Not much chance to hold bilateral chats with other foreign ministers there but a chance to display substantial Maori content at the New Zealand Pavilion.  

The minister is quoted in an enthusiastic release from trade officials:

“For many Indigenous & Tribal peoples, including Māori, our beliefs are grounded in whakapapa (or genealogical connections) that establish relationships between people, the environment and the spiritual world. In the wake of the global pandemic these beliefs and values can help shape the world’s much needed commitment toward empathy, sustainability, and intergenerational solutions for wellbeing,” she said.

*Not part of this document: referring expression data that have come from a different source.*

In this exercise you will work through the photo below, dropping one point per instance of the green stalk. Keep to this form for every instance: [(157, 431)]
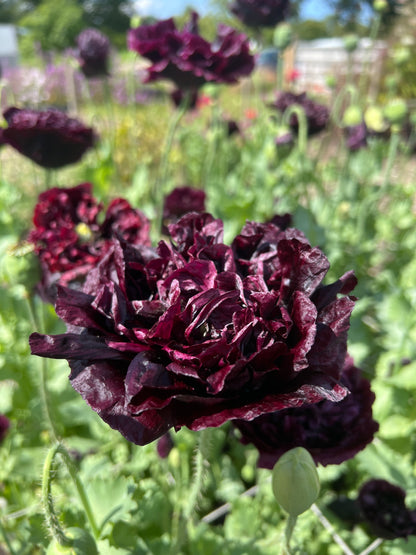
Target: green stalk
[(43, 368), (52, 520), (391, 155), (290, 526), (6, 538), (160, 184)]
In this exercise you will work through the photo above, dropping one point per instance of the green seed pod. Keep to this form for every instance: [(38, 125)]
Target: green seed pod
[(295, 481), (352, 116), (374, 119), (350, 43), (396, 111), (380, 5), (82, 544), (283, 36)]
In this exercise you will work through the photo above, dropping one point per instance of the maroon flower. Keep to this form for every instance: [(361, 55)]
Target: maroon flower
[(317, 115), (4, 426), (261, 13), (186, 58), (200, 333), (50, 138), (331, 432), (181, 201), (383, 507), (93, 53), (68, 238), (356, 136)]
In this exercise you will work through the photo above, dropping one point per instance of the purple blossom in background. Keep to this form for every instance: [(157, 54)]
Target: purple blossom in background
[(187, 59), (197, 333), (383, 507), (93, 53), (4, 426), (331, 432), (68, 238), (317, 115), (50, 138), (261, 13)]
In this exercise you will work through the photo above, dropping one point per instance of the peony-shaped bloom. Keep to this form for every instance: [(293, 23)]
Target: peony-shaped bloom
[(200, 333), (331, 432), (383, 507), (4, 426), (181, 201), (317, 115), (186, 58), (261, 13), (93, 53), (50, 138), (68, 238)]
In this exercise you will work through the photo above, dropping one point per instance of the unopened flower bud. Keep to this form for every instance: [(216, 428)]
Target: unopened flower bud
[(396, 111), (283, 36), (350, 43), (352, 116), (374, 119), (380, 5), (82, 544), (295, 481)]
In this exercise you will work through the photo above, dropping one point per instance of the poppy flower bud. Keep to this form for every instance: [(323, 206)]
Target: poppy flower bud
[(396, 110), (380, 5), (295, 481), (82, 544), (350, 43), (352, 116), (374, 119), (283, 36)]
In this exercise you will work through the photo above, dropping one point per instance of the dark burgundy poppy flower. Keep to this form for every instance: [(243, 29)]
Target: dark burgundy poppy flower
[(200, 332), (331, 432), (261, 13), (181, 201), (68, 238), (317, 115), (93, 53), (50, 138), (383, 507), (4, 426), (164, 445), (187, 59)]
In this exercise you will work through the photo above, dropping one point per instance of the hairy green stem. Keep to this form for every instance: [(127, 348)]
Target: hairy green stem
[(6, 538), (58, 448)]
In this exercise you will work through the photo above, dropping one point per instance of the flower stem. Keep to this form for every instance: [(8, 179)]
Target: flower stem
[(160, 186), (290, 526), (52, 520)]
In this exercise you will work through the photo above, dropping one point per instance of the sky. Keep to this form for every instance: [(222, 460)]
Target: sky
[(312, 9)]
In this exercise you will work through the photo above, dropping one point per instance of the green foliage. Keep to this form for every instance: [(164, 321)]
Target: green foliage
[(53, 26)]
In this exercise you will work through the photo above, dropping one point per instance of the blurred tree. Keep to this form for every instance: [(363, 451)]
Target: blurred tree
[(52, 26)]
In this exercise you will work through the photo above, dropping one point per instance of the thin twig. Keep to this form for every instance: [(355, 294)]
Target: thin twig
[(372, 546)]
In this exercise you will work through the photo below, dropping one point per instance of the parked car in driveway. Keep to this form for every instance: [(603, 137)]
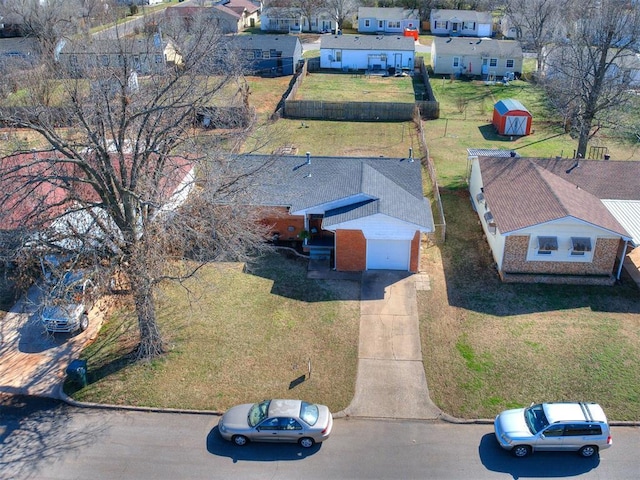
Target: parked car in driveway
[(290, 421), (564, 426), (65, 307)]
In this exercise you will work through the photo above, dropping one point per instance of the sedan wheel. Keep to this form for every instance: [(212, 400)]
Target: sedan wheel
[(240, 440), (521, 451), (84, 322), (306, 442), (588, 451)]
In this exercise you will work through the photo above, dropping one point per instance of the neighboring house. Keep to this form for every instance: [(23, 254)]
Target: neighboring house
[(387, 20), (556, 220), (367, 52), (464, 23), (37, 205), (145, 56), (270, 55), (292, 20), (364, 213), (475, 56), (232, 16)]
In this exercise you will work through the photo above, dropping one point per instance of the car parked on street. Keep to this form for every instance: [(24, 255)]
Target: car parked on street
[(292, 421), (564, 426), (65, 307)]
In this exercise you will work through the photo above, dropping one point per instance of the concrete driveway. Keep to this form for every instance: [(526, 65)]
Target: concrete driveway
[(32, 361)]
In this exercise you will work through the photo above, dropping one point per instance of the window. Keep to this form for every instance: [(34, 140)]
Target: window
[(546, 245), (580, 245)]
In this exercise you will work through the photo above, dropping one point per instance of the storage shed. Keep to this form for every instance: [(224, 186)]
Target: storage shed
[(510, 117)]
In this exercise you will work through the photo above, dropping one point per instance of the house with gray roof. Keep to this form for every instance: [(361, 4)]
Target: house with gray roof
[(367, 52), (387, 19), (362, 213), (476, 57), (466, 23), (556, 220)]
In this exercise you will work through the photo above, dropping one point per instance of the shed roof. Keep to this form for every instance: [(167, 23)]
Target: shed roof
[(368, 42), (509, 105)]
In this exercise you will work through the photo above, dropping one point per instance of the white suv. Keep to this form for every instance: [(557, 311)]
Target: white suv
[(579, 427)]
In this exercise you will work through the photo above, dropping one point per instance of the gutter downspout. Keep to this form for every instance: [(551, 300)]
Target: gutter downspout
[(624, 254)]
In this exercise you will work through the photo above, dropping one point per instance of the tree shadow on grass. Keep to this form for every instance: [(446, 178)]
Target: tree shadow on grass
[(35, 432)]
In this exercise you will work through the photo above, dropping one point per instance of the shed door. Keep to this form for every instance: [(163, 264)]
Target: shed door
[(515, 125), (388, 254)]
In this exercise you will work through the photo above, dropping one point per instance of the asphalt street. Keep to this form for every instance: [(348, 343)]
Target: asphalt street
[(45, 440)]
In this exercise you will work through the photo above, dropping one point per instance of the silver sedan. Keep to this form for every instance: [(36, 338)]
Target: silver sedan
[(292, 421)]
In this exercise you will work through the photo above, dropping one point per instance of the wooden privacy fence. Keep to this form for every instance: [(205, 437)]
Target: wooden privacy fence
[(350, 111)]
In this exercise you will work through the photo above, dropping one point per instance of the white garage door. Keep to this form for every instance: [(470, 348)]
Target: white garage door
[(388, 254)]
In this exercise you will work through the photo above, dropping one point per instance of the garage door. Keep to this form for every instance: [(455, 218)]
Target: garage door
[(388, 254)]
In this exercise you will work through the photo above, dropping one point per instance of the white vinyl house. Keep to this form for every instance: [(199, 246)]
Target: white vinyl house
[(367, 52)]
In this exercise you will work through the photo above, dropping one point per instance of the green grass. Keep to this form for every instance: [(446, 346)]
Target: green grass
[(234, 337)]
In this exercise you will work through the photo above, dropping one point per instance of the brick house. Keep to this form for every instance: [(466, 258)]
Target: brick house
[(555, 220), (363, 213)]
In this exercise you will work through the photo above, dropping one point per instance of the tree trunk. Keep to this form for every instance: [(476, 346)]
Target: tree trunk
[(151, 344)]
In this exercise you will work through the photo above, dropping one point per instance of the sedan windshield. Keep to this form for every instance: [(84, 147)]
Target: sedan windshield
[(535, 418), (258, 412), (309, 413)]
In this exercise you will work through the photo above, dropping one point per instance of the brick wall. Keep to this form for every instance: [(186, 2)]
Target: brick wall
[(515, 254), (351, 251)]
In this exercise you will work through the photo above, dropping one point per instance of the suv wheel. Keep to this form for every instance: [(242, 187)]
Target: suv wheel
[(521, 450), (588, 451)]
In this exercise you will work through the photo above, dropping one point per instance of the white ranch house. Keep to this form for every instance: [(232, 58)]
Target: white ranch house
[(367, 52)]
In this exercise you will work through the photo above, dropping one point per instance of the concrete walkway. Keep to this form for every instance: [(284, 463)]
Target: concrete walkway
[(391, 382)]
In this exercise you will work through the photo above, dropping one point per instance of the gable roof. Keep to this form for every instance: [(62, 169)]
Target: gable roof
[(524, 192), (463, 15), (509, 105), (477, 47), (286, 44), (368, 42), (345, 188), (387, 13)]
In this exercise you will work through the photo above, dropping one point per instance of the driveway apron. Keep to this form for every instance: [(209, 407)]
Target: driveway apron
[(391, 382)]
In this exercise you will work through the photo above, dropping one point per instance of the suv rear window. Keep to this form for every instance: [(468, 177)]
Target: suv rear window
[(582, 430)]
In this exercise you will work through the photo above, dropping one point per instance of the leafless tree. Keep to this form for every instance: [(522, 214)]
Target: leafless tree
[(120, 149), (537, 23), (587, 74)]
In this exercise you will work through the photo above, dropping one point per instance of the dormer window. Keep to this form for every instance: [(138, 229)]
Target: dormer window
[(580, 245), (546, 245)]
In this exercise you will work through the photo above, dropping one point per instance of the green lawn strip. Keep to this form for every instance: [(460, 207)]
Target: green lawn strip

“Relationships are the cornerstone of Aotearoa New Zealand’s international connections. It is timely that Te Aratini will create a movement toward enhancing global relationships and exploring how to more proactively empower the resurgence and regeneration of Indigenous economies. Globally we can collectively build back better, fairer, more inclusively and more indigenously.”

Te Aratini?  What’s that? 

The answer has been posted here:

Te Aratini is a Festival of Indigenous & Tribal Ideas.

It is inspired by the untapped potential that Indigenous & Tribal Peoples offer toward a world that embraces shared, sustainable and radically inclusive prosperity.

Trade and Enterprise officials say New Zealand’s values-led approach to foreign affairs aims to ignite connections between Indigenous and tribal peoples globally through the delivery of Te Aratini during Tolerance and Inclusivity Week at Expo 2020 Dubai from 17-19 November.

Expo 2020 Dubai is running behind time, of course, because of the Covid-19 pandemic.  The new dates are 1 October 2021 – 31 March 2022

It will be staged in Dubai, in the United Arab Emirates, a place which – like this country – is home to more than 200 nationalities.

This shared diversity and respect for different cultures provides the ideal platform for Te Aratini to showcase the value of indigenous and tribal cultures, the press statement says.

Te Aratini will mark a culturally significant moment in the history of World Expos with New Zealand leading the collaboration of Expo-participating countries to showcase the untapped potential which indigenous and tribal peoples offer to solving global issues.

It’s probably too late to sort out the Afghanistan issue, but there’s plenty of others to tackle.  

New Zealand is calling for international participants to join Te Aratini and be a part of the movement toward greater inclusion and acceptance of indigenous and tribal peoples’ knowledge and know-how, the website says.  

Point of Order congratulates the Minister, for taking her first plunge offshore after a year in office.

Her next international exposure is likely to be at the General Assembly of the United Nations in New York, where she would deliver the annual New Zealand address, but this will be a video event from the safety of NZ. 

PM Ardern is unlikely to attend, given her focus on a forthcoming European trip where (all things going well) she might get to sign the new NZ-UK free trade agreement.